The 76-year-old drummer said in the interview that he's happy to play with the band but wouldn't take it too hard if they split up. “I love playing the drums and I love playing with Mick [Jagger] and Keith [Richards] and Ronnie [Wood], I don’t know about the rest of it,” he said. “It wouldn’t bother me if the Rolling Stones said that’s it ... enough.”
“I don’t know what I would do if I stopped,” Watts elaborated. “Keith [Richards] is a great one for saying once you’re going, keep going. The big worry for me is being well enough. We don’t work like we used to, fortunately. There are huge gaps between each show,” the septuagenarian drummer said, acknowledging the fact that old age is slowing finally them down.
The hard-living days are long over, commented Watts, who said he had not drunk alcohol or smoked for some time. “We are getting to that elderly period, so it’s a good thing not to. When you’re 40 and you’ve got a hangover you get up and have another drink and you’re off again. I don’t think we could do it nowadays ... at this age. Smoking and drinking are not like they were in the 50s. In the 40s and 50s, every film star smoked. You’d never see a film star now drinking or smoking, it’s not fashionable, I’m glad to say."
Watts also said that he had no idea if the upcoming “No Filter” tour would be the last. He said: “For me, I would like to be standing on Sunday 8 July at the end of the show in Warsaw.

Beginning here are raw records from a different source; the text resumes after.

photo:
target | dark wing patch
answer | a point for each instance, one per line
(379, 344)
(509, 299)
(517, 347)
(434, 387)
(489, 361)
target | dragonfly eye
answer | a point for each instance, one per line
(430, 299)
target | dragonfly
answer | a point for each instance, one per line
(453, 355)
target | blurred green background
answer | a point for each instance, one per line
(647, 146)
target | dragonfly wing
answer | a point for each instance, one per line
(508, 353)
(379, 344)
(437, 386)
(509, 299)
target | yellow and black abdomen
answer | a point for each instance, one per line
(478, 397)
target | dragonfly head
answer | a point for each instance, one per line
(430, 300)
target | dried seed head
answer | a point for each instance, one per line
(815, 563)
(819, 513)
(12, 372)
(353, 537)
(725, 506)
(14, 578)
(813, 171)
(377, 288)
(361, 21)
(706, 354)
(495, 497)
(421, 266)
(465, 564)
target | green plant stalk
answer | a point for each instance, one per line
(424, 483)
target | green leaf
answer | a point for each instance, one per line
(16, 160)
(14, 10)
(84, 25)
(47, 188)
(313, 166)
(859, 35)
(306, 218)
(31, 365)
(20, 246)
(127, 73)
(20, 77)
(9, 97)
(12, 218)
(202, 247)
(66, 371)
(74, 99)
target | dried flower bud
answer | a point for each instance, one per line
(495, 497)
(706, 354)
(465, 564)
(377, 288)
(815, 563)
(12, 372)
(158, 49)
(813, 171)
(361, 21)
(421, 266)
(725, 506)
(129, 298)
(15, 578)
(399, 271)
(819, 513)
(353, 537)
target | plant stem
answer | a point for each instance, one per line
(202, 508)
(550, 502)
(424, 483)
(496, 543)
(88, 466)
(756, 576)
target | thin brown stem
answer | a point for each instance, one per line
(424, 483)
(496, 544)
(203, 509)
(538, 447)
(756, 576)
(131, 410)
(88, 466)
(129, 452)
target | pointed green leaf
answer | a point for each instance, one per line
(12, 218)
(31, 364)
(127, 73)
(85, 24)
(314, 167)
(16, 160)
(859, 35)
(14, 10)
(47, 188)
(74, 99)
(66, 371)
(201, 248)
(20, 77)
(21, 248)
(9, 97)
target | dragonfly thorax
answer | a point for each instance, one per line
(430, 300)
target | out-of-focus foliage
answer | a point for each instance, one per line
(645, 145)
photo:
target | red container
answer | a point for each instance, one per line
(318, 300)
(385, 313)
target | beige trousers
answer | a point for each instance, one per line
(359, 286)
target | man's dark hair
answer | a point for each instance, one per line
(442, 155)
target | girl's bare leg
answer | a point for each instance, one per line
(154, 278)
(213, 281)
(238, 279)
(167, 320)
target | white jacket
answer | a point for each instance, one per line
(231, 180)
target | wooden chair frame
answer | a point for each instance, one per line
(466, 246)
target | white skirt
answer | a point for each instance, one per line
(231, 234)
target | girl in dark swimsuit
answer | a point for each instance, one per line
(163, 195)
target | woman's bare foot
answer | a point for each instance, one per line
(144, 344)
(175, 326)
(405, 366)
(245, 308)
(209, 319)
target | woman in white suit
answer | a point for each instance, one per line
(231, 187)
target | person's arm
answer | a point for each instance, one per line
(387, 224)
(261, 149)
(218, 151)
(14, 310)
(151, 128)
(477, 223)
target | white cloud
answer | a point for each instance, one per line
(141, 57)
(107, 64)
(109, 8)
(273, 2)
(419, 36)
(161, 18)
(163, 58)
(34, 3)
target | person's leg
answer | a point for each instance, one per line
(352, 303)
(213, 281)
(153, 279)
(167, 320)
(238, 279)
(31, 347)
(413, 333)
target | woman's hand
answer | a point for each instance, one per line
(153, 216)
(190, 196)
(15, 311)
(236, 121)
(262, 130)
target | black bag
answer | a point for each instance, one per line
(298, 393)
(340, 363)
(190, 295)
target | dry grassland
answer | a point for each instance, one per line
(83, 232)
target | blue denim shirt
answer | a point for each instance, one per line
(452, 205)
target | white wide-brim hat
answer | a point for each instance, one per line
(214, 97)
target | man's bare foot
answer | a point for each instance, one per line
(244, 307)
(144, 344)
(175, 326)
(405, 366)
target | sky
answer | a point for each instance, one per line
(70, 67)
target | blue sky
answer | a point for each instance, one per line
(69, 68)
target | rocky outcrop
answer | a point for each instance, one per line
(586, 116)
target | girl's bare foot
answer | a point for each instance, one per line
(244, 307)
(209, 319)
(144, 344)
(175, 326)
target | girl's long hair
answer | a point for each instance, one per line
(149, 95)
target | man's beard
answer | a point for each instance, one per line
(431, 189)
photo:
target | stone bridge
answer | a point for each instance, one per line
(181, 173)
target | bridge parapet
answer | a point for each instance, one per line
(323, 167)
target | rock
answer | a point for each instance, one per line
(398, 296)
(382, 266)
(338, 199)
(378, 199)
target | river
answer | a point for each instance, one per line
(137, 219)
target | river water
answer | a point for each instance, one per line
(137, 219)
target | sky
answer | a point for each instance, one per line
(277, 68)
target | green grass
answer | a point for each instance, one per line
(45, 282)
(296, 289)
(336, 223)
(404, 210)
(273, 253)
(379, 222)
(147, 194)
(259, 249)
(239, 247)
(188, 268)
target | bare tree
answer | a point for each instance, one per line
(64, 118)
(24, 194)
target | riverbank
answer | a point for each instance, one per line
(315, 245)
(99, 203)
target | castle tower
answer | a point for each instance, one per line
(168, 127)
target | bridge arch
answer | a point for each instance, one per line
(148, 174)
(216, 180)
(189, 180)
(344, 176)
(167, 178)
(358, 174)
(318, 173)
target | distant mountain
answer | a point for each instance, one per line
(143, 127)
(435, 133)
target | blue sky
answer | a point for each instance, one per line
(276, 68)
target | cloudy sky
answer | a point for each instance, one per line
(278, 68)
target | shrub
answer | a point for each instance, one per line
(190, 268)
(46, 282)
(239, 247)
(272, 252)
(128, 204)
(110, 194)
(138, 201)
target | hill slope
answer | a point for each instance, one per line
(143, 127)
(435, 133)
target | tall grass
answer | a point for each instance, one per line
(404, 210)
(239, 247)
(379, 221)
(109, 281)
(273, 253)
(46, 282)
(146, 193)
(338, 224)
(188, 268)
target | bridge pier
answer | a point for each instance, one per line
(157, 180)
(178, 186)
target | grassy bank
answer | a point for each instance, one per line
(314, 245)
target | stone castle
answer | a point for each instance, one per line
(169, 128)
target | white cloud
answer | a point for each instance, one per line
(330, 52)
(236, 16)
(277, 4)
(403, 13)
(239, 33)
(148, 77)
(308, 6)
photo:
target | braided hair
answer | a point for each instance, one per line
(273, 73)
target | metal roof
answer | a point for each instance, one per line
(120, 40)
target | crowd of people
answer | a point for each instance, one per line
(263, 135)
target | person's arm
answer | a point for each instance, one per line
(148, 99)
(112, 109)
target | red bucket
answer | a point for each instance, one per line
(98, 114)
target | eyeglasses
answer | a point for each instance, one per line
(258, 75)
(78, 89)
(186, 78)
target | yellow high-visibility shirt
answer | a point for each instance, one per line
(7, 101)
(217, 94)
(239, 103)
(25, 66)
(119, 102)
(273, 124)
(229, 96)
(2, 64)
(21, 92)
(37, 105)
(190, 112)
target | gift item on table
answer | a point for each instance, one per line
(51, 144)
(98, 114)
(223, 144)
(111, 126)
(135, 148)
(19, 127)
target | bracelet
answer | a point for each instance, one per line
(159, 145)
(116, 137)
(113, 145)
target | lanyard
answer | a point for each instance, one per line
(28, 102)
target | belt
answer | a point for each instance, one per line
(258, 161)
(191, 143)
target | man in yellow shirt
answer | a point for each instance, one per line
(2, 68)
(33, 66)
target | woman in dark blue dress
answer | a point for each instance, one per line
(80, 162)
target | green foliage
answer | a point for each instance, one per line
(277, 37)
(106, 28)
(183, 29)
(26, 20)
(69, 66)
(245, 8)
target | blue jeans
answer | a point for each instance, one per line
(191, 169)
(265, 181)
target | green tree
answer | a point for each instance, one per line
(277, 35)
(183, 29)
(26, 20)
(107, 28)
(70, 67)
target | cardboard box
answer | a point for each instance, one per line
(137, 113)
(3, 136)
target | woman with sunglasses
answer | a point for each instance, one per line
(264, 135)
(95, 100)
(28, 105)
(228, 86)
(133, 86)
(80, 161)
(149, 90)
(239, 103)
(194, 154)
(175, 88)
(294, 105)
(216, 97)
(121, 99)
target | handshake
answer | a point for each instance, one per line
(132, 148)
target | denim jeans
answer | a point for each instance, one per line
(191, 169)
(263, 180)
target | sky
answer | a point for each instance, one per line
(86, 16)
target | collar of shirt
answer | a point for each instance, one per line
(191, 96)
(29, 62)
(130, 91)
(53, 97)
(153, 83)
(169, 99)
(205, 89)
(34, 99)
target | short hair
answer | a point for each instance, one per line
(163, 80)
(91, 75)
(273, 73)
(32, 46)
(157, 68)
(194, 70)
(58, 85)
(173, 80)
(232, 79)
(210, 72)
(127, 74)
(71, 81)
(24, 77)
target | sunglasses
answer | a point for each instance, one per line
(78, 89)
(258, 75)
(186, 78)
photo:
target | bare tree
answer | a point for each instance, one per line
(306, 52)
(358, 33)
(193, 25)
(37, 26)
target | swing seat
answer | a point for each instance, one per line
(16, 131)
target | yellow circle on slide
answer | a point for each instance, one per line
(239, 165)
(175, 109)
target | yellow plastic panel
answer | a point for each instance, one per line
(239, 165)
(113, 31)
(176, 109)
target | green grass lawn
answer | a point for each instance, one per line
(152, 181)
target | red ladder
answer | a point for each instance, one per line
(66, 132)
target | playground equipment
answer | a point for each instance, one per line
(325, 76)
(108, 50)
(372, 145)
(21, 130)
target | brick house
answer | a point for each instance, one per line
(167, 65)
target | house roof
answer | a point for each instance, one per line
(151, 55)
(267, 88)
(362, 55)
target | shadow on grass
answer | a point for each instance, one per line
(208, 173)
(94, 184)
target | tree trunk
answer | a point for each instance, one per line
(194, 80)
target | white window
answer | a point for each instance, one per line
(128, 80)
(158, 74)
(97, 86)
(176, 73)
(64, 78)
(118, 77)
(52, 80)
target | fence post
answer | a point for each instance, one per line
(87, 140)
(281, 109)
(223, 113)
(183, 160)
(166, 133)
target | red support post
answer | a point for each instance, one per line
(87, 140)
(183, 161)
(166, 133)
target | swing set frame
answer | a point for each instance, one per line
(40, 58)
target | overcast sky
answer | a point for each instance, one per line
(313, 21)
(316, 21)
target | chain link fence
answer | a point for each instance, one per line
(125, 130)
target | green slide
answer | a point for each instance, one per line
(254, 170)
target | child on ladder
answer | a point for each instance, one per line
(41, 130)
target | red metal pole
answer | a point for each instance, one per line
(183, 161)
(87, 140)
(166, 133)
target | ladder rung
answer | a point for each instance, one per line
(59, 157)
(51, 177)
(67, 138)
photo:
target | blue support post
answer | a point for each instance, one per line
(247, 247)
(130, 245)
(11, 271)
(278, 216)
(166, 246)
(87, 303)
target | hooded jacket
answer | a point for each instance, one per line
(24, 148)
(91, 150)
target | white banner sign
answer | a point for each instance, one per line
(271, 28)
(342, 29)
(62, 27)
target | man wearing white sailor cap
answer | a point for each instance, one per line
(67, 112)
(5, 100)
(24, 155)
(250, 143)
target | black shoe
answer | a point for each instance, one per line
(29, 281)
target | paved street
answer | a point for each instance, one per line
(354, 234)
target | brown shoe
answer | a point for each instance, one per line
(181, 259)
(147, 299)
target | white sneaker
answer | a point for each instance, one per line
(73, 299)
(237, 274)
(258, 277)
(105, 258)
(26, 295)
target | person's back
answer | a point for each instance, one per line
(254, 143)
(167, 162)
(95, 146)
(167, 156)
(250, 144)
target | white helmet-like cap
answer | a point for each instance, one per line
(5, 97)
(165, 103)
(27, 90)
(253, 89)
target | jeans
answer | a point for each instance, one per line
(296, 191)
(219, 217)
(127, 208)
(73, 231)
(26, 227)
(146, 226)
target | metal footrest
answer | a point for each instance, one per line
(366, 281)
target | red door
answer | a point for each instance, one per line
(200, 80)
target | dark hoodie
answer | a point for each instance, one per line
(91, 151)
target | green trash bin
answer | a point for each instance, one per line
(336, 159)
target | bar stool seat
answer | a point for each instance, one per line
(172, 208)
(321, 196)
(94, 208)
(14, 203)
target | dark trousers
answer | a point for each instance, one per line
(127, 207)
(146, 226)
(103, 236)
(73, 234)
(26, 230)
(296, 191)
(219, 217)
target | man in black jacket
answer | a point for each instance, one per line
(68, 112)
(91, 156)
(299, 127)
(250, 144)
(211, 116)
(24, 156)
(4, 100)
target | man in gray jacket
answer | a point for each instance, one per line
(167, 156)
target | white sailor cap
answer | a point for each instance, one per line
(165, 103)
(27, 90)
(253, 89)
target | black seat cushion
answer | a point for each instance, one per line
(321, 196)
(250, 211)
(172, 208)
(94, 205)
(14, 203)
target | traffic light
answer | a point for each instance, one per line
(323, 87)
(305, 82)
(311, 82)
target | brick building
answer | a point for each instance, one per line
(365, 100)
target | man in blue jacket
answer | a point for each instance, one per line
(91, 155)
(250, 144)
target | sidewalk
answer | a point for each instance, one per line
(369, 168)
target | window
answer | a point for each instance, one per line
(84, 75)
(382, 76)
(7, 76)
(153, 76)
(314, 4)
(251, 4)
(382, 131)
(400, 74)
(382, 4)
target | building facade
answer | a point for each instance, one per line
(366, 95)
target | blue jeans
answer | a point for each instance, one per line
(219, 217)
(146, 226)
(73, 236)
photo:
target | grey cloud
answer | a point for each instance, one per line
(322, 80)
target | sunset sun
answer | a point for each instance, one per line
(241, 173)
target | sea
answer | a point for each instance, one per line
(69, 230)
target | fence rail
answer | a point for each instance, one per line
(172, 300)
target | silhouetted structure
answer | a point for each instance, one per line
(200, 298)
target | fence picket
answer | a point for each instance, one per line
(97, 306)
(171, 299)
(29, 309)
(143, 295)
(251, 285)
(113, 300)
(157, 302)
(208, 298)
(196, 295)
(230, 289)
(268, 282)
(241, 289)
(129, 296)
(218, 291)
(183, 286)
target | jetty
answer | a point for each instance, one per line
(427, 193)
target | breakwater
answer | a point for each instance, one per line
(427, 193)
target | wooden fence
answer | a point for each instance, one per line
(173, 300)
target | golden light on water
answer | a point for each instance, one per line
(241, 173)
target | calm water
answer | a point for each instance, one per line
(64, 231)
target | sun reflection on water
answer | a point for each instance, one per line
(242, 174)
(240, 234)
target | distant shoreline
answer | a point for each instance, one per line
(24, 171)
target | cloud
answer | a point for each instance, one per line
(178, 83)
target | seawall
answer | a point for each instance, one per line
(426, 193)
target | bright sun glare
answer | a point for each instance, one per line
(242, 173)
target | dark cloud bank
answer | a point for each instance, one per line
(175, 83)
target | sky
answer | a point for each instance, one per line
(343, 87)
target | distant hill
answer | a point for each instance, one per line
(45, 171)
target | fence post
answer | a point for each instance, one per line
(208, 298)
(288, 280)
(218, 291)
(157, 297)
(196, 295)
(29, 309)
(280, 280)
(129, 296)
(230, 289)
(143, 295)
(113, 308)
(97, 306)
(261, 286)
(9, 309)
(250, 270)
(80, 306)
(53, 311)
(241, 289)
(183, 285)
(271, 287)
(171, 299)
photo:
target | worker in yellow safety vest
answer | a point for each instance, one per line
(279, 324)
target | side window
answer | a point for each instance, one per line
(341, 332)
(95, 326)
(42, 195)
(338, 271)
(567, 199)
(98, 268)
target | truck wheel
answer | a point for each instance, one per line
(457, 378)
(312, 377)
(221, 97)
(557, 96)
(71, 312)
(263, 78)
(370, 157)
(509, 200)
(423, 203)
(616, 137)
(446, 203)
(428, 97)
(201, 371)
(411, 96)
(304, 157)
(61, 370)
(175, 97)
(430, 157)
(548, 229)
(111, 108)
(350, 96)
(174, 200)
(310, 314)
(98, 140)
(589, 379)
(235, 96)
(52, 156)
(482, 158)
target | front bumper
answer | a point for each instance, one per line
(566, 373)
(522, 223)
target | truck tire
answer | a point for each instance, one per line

That’s as far as I can see.”
It also appears like 2018 is the era for aged musicians to run their mouths about their esteemed peers. Last month, Quincy Jones’ now infamous gaff relating his thoughts on the Beatles made the news. Now, Charlie Watts seems to have targeted David Bowie for some reason. Watts said he was amazed at the reaction to Bowie's death.
“I thought people would have been very sad obviously, and he was a lovely guy and he wrote a couple of good songs. But for me, he wasn’t this musical genius,” he said in the interview.
Watts also added that if the band ever call it a day he hopes it will be without rancor. “I would hate it to dissolve not amicably. I would like Mick to say, or me or Keith or whoever ... I don’t want to do it anymore, for whatever reason, and we just say that’s it. I wouldn’t want it to be an argument or whatever."